Discovery proteomics experiments were conducted in 12 separate iTRAQ-labeled 8-plex experiments with block randomization of HC and TB samples into 3 experimental sets. Each plasma segment 8-plex experiment included 1 aliquot of a plasma master pool. Grouped protein abundances were calculated across plasma segments for each experimental set to permit analysis over the whole plasma proteome. Protein abundances were then combined by plasma segment and by experimental set and adjusted for experimental batch variation using ComBat. Differential protein expression was analyzed by limma. In parallel, the complete proteome was analyzed by WGCNA to identify protein networks most strongly correlated with TB. Proteins identified as significant by all 3 bioinformatic approaches were then prioritized for validation. iTRAQ, isobaric tags for relative and absolute quantification; ComBat, adjustment for batch effects using an empirical Bayes framework (R package); WGCNA, whole-gene network correlation analysis; limma, linear modeling for microarray data (R package).
Figure 3
Figure 3. Summary data overview by unsupervised analysis.
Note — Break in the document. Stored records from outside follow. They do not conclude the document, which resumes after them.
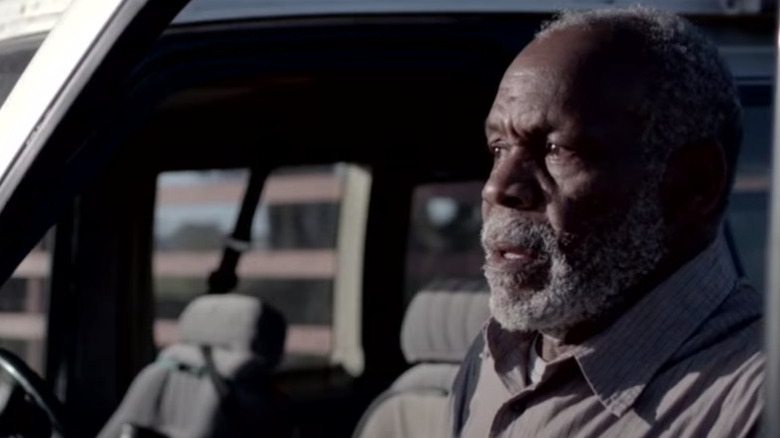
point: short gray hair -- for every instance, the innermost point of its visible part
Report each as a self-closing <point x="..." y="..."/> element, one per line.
<point x="691" y="92"/>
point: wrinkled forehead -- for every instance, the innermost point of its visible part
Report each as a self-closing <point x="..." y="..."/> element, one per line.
<point x="586" y="71"/>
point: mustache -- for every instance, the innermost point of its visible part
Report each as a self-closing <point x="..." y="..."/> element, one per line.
<point x="507" y="230"/>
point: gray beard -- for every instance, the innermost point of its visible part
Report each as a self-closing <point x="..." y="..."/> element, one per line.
<point x="575" y="278"/>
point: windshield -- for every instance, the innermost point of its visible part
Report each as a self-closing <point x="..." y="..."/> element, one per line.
<point x="24" y="24"/>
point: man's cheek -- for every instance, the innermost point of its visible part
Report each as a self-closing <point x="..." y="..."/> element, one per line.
<point x="575" y="205"/>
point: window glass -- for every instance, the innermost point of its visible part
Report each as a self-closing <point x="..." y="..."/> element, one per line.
<point x="24" y="301"/>
<point x="291" y="265"/>
<point x="444" y="234"/>
<point x="749" y="207"/>
<point x="24" y="25"/>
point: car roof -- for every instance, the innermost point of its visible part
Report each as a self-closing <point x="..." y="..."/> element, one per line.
<point x="217" y="10"/>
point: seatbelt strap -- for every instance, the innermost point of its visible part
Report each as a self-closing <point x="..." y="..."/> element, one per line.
<point x="228" y="403"/>
<point x="224" y="278"/>
<point x="465" y="384"/>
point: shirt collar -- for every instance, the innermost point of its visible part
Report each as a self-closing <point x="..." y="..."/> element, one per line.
<point x="619" y="362"/>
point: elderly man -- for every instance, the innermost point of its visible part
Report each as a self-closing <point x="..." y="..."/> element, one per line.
<point x="616" y="307"/>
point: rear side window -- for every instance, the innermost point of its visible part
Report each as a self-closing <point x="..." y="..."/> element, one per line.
<point x="444" y="234"/>
<point x="24" y="304"/>
<point x="748" y="211"/>
<point x="292" y="262"/>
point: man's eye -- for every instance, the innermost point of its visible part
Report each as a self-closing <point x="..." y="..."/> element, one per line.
<point x="496" y="150"/>
<point x="555" y="151"/>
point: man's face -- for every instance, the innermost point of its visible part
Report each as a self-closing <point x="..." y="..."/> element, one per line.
<point x="572" y="215"/>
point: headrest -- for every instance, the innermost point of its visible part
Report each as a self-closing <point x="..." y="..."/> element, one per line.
<point x="234" y="322"/>
<point x="443" y="320"/>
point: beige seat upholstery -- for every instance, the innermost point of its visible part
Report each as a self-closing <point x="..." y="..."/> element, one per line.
<point x="176" y="395"/>
<point x="438" y="329"/>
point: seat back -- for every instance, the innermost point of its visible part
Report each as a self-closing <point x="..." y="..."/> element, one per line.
<point x="439" y="325"/>
<point x="234" y="339"/>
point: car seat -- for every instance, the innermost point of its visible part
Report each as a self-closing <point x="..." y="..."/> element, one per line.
<point x="215" y="381"/>
<point x="437" y="330"/>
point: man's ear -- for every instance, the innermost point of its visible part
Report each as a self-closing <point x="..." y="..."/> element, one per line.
<point x="694" y="183"/>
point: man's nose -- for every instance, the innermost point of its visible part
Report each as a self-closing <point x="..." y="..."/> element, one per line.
<point x="513" y="184"/>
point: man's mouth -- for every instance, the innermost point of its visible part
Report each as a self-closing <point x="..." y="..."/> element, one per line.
<point x="514" y="257"/>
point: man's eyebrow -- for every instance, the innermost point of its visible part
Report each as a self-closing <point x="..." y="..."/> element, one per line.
<point x="492" y="125"/>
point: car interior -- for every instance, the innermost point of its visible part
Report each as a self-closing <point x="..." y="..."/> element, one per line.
<point x="391" y="108"/>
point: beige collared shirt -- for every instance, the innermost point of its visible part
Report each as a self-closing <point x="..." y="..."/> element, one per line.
<point x="683" y="362"/>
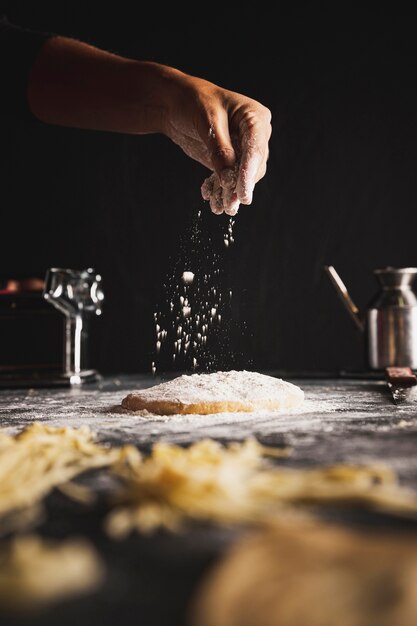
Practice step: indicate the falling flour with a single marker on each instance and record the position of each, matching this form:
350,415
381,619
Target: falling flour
193,318
218,392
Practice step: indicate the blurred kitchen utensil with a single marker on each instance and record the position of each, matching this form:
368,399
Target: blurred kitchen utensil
389,323
76,293
402,383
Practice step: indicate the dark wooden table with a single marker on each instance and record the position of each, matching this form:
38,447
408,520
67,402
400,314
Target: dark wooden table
151,579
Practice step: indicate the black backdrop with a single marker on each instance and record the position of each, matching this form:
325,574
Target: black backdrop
341,186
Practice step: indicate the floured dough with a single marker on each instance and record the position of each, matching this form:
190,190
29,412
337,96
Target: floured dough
219,392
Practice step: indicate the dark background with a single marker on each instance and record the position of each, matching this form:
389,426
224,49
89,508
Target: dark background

(A) Clustered heatmap for log2-transformed fully quantified protein abundances (n = 594) shows clear separation of protein abundances between the HC and pulmonary TB groups. iTRAQ tags and clinical groups are indicated. Within HCs, distinct clustering was observed for discovery cohorts of different ethnicity (sample identification: A = South African, P = Peru). This was also observed within the TB group, although some overlap occurred. (B) Principal component analysis (PCA) of log2-transformed protein abundances demonstrates clear separation by clinical group, responsible for 24% of the variance within the data set. HC, healthy control; iTRAQ, isobaric tags for relative and absolute quantification; TB, tuberculosis.
Figure 4
Figure 4. Whole-genome correlation network analysis (WGCNA).
(A) Hierarchical clustering of samples showing discrete clusters by clinical group and absence of clustering by experimental batch. Discrete clustering by cohort ethnicity is again observed in the HC group, but not in TB patients. (B) Protein dendrogram and module colors. Module turquoise, containing 195 proteins, had the strongest correlation with TB (correlation [z] score –0.94, P = 2 × 109). (C) A scatterplot of protein significance by clinical group confirming very high correlation of module turquoise with clinical group (0.95, P = 6 × 10–134). HC, healthy control; TB, tuberculosis.
Figure 5
Figure 5. Complementary bioinformatic analyses identify 118 significantly differentially expressed plasma proteins in TB.
(A) Proteins identified by each bioinformatic approach: 190 from limma analysis of segmental plasma proteomes, 148 by limma analysis of complete plasma proteomes, and 195 proteins within WGCNA module turquoise. One hundred and eighteen proteins were found to be significantly differentially expressed via all 3 analytical approaches. (B) Volcano plot of all 118 significantly differentially expressed proteins by log2(fold change) by limma and correlation (z) score from WGCNA. Markers in the upper outer quadrants have the highest fold changes and strongest correlation to TB. All markers have a P value of less than 0.05 after adjustment for multiple testing within limma. limma, linear modeling for microarray data (R package); WGCNA, whole-genome correlation network analysis.
Figure 6
Figure 6. Divergently regulated proteins link with key biological processes in pulmonary TB.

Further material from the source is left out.